Sometimes I wish I could reach into my brain and "turn off" my dreams. Other times it is my obsessive-compulsive nature that I wish that I could amputate.
Of course, for now I must endure what I am faced with. I am ready for the challenge.
Thursday, November 13, 2008
Sunshine
I went to visit a little girl that I know at the hospital today. She is currently in ICU. Her parents brought her to the ER after she exhibited several serious symptoms such as vomiting, extreme thirst, and incontinence of bladder. The doctors informed her parents that she had Type 1 Diabetes, she is only nine years old. She will have to watch her diet, and endure insulin injections daily.

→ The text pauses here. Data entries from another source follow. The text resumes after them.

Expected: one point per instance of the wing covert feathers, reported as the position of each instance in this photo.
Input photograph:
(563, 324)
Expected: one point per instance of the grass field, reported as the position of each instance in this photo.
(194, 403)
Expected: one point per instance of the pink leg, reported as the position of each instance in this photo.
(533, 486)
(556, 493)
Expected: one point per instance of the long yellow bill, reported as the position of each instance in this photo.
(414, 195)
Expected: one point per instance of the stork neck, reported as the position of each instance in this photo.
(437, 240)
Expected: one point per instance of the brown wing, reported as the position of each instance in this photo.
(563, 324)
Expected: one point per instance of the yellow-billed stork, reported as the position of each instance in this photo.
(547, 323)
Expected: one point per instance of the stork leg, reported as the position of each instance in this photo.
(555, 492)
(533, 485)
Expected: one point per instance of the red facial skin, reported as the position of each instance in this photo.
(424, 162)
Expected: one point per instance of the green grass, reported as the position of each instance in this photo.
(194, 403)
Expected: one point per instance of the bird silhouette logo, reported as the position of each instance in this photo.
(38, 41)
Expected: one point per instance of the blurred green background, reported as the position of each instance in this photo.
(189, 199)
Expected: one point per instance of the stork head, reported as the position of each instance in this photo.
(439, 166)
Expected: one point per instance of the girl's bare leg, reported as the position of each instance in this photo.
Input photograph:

She is like sunshine bringing warmth to everyone around her. She amuses me with her obsession with Hannah Montana, and educates me on the importance of knowing who the Jonas Brothers are. I hope that she feels supported and loved, and emerges from this situation with renewed strength.
Wednesday, November 12, 2008
Writer's block
"Write what should not be forgotten." ~Isabel Allende
When I was a young girl I had a diary that I would write in on a daily basis. All of my adventures, thoughts and emotions were contained within. It remained hidden underneath my bed for a long time. One day I came home from school and saw it on the dinner table. My mom had found it and read every single page. I felt not only embarrassed but betrayed. That day all of the pages were destroyed, but the memories that inspired my writing remained. From that point forward until about the age of 20 I stopped writing anything personal.

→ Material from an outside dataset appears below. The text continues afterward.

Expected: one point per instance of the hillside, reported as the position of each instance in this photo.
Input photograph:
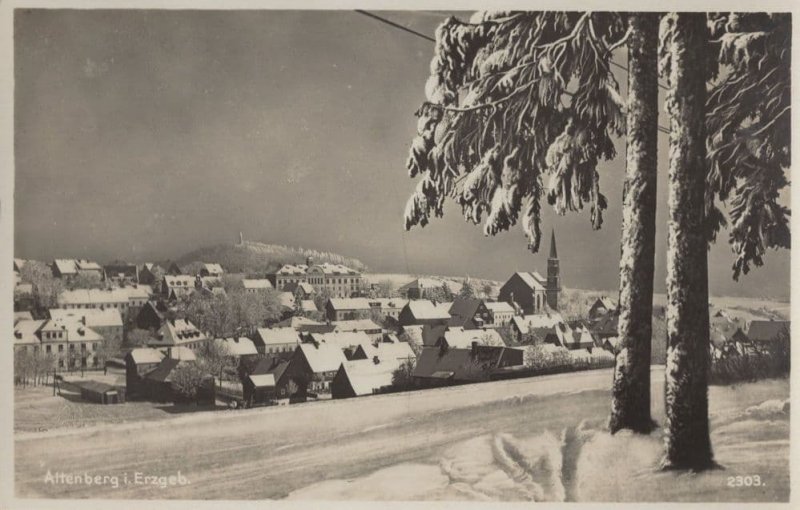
(259, 258)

However, housed within my body was an insatiable desire to express my inner thoughts and feelings. Words were whirling around in my head, manifesting themselves in the form of dreams. I chose poetry/short stories as my primary method because it was a beautiful way to transform my memories and experiences into something that hopefully others could relate to. I could add some magical elements to my poetry/stories, and carefully craft what I wanted to say. In addition, the process has been cathartic. My poetry book has taken the place of my diary.
I no longer keep it hidden. Its location changes depending on the day. Sometimes it is on the couch, other days it is on the washing machine, and most days it sits quietly next to my nightstand waiting for me to nourish it words.